Seattle-area activist, writer and former Microsoft exec Jeff Reifman has been on Microsoft’s case for years about the practice, pointing out the gap between the company’s rhetoric about improving, say, education, but sheltering software income from funding the very kinds of programs it says the state needs to remain competitive. By his account, Microsoft has gained an extra $4 billion or more that could have gone to Washington state — an amount that might have come in handy during the recent budget crisis and safety net slashing in Olympia.
The Seattle Times‘ recent series on Seattle’s Amazon raised many questions and eyebrows about the retailer’s business practices, but an especially sore point was the company’s relative lack of local charitable giving when compared with the city’s other major players. The excuse for this among tech companies is usually that they’re in the ramp-up phase, making hay while the sun shines. There’s a vague promise that some of it will come back to the community via private foundations someday. Of course that is often true; Bill and Melinda Gates and Paul Allen being notable examples.
In the meantime, though, civic involvement is left to the employees, or administered through in-kind donations of software and the like. The overall message: We’re too busy right now.
That is, if corporations feel any sort of guilt or obligation at all. More frequently you hear arguments that justify the making of money itself as a charitable act. By this philosophy, embraced by both Republican and libertarian techies, selfishness is a virtue and being a job creator is akin to sainthood.

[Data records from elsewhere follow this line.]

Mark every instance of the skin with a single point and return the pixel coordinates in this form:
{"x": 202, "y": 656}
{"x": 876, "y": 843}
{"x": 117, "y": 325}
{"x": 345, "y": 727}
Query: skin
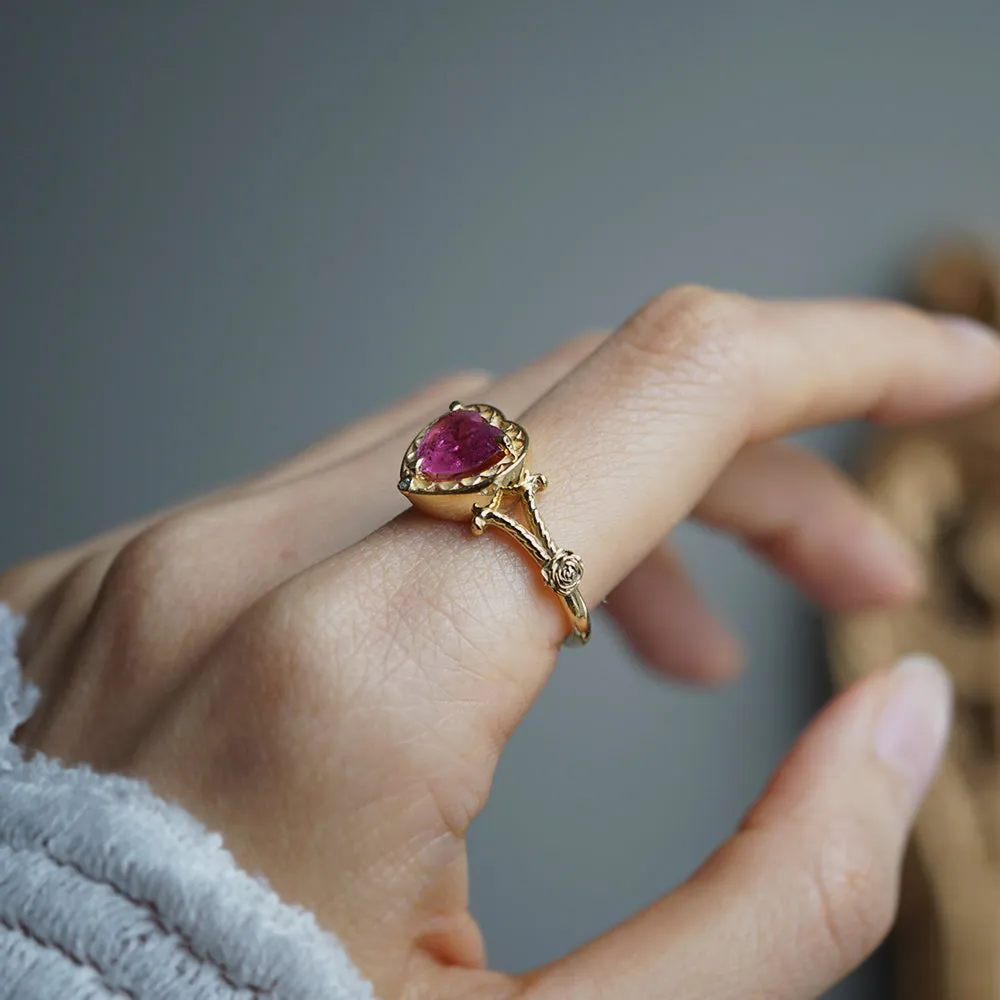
{"x": 329, "y": 679}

It’s not universal. While Bill Gates, Sr. fought for a state income tax on the wealthy to fix the state system, some local venture capitalists like Madrona Venture Group’s Matt MacIlwain opposed the measure, countering that Washington would be smarter to adopt the low-tax model of Rick Perry’s Texas if we want to continue to prosper.
The high-tech sector is a special case in many ways. It’s semi-virtual, easier to pick-up and move to greener pastures. Its products can often be transmitted electronically, and companies can easily operate globally. The culture of the Internet is libertarian — hard to regulate and resistant — and software and services are cash cows. By their nature, such companies have many global interests, but are less rooted in any one place. Employees are recruited from elsewhere. Washington state cannot produce enough engineers or college graduates to meet local needs, so they’re brought in, though not necessarily permanently.

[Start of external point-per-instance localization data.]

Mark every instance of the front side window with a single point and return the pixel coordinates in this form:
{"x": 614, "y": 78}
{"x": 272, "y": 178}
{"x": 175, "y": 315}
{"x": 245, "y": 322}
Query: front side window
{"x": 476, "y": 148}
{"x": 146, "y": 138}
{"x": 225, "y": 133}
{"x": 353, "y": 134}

Writer Wallace Stegner talked about the West’s phenomenon of attracting boomers or stickers, people who come either for the quick buck and fast strike, or to put down roots. Our tech companies tend to attract a kind of highly educated boomer who’s passing through, thinking more about job and future than community. The residents of “Knowledge Cities” like Seattle are often cloistered in campuses that provide for their daily needs, are immersed in work cultures that are all-consuming and live in communities that feel detached, new or in-the-making, like Bellevue, Sammamish or South Lake Union.
Because the newcomers are often new, busy, un-bonded, the local issues might seem rather abstract or irrelevant. Olympia? Ick. City Hall? Where’s that? Why should I give up my Red Sox cap? Why doesn’t this burg operate like a big city, Chicago or New York? What’s wrong with you people? Tell me when I’m back from my trip to Shanghai.

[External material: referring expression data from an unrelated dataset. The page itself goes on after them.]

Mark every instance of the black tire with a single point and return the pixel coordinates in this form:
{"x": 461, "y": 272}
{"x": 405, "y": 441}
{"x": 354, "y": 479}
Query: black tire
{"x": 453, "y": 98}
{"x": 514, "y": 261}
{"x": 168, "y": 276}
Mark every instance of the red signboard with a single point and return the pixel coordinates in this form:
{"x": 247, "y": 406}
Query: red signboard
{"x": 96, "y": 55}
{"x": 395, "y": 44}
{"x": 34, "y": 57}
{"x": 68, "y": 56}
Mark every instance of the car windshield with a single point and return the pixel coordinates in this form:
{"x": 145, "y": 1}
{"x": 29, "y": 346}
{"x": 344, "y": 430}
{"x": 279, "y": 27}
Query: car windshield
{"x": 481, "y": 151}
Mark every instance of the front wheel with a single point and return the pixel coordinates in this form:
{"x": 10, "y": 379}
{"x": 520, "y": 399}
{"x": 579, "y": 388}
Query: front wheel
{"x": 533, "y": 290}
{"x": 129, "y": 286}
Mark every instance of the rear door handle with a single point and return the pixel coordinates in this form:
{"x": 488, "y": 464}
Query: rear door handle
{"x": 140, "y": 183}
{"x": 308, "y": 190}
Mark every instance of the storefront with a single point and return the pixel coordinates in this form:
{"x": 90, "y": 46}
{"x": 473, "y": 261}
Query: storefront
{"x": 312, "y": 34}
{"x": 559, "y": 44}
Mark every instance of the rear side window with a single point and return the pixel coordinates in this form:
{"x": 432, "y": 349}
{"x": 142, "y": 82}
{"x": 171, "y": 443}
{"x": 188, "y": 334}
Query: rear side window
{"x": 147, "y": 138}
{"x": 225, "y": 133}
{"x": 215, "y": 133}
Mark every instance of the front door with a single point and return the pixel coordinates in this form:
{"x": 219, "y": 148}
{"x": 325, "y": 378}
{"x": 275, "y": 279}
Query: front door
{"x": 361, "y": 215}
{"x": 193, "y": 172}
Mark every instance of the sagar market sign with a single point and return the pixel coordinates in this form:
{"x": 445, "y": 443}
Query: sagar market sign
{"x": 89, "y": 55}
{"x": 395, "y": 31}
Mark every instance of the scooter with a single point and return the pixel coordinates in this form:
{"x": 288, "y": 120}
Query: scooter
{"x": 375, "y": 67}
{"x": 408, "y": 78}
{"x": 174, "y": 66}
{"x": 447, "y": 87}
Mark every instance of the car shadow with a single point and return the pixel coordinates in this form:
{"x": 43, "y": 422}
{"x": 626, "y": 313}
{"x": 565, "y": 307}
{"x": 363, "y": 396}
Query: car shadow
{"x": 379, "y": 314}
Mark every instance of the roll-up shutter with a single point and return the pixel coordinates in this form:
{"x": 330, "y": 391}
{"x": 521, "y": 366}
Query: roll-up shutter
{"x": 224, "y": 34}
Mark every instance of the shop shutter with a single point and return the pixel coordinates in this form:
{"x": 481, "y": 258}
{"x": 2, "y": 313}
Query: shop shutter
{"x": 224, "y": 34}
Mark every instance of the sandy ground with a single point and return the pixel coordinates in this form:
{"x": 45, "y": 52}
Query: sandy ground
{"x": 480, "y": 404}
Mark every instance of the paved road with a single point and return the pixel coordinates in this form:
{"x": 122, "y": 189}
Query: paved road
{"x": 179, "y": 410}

It’s true that deeply rooted companies, like Boeing, have cheated the local community as well — signing deals out of state to avoid taxes, threatening to move unless tax breaks and subsidies are delivered. The state’s tax code has been largely written to accommodate a company that isn’t even headquartered here anymore, and the little guys are punished through taxes that they can’t avoid.
Still, the solution doesn’t lie in appealing to the angels of better corporate natures (if they exist), but in redefining a corporation’s obligations to its community through the demands of the community itself. You cannot expect enlightened corporate self-interest if there is no advantage to behaving well, if good behavior is undefined and if bad behavior is tolerated. We need to get more specific about what we expect beyond jobs and charity. We also need a tax code that isn’t written by lobbyists, and a political system that isn’t funded by corporate interests.
*Reifman is pushing Seattle Initiative 103.* The law that would, among other things, establish a community bill of rights for the city that would seek to end corporate personhood, limit corporate election spending and lobbying, and outline worker’s rights. It’s an effort to push back, to draw the line, to define how we, as a city, want to live. If it makes the ballot, it would likely face major opposition, and if passed, a federal challenge. But that’s how progress is made, on drug reform or anything else. The stakes in the corporate rights debate are even higher.
The argument will, as Reifman says, help to reframe the conversation. This is not about what corporations want, but what people want. The battle to get Amazon or Microsoft or Boeing or anyone else on a track and under control will have to be fought out in the arena of community values.
I-103 will ask, “What are those values, Seattle?”